Biotech computing scribes write about the logjam of genomics data from high-speed sequencing machines on a regular basis, but the problem somehow seems more acute when The New York Times' Andrew Pollack details the issue in one of the world's most important newspapers, as he did Nov. 30.
It might sting even those familiar with the problem to read in the story that BGI, the world's largest sequencing outfit, routinely stores genome data on computer disks and sends them to customers via FedEx because transferring the deluge of data over the Internet would take weeks.

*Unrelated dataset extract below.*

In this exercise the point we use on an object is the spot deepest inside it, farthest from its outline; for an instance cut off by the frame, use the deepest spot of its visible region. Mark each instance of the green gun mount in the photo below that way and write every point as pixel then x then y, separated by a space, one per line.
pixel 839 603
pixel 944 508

C. Titus Brown, a bioinformatics specialist at Michigan State, told Pollack that it's "essentially impossible at the moment" to do a deep analysis on the huge amount of sequencing data from the Human Microbiome Project.
Experts project the data bottleneck to get worse with exponential growth in the number of sequenced genomes every year, and, as Pollock notes, some bioinformatics companies such as Google Ventures-backed DNAnexus, DNAstar and others have a viable market opportunity to seize. While covering promising genomic data analysis companies, the article doesn't say much in the way of solutions to the need to use snail mail to transport data on sequenced genomes.
Dr. Patrick Soon-Shiong, a biotech tycoon who made billions on the sale of drug developers, is backing the National LambdaRail (NLR), the 12,000-mile fiber-optic network that enables high-speed data transfers of 100 gigabits per second, aiming to tap that infrastructure to support sharing of genomics data among researchers to speed the discovery of new treatments. Soon-Shiong's recently formed nonprofit is also tackling the analysis piece with a supercomputer and data centers that are expected to eventually be linked to the NLR to be shared among scientists and clinicians.
While billionaires throw money and resources at the problem, there seems to be a lot of fertile ground to invent IT solutions to fix the mess. Us biotech-computing scribes at FierceBiotechIT will be keeping track of them.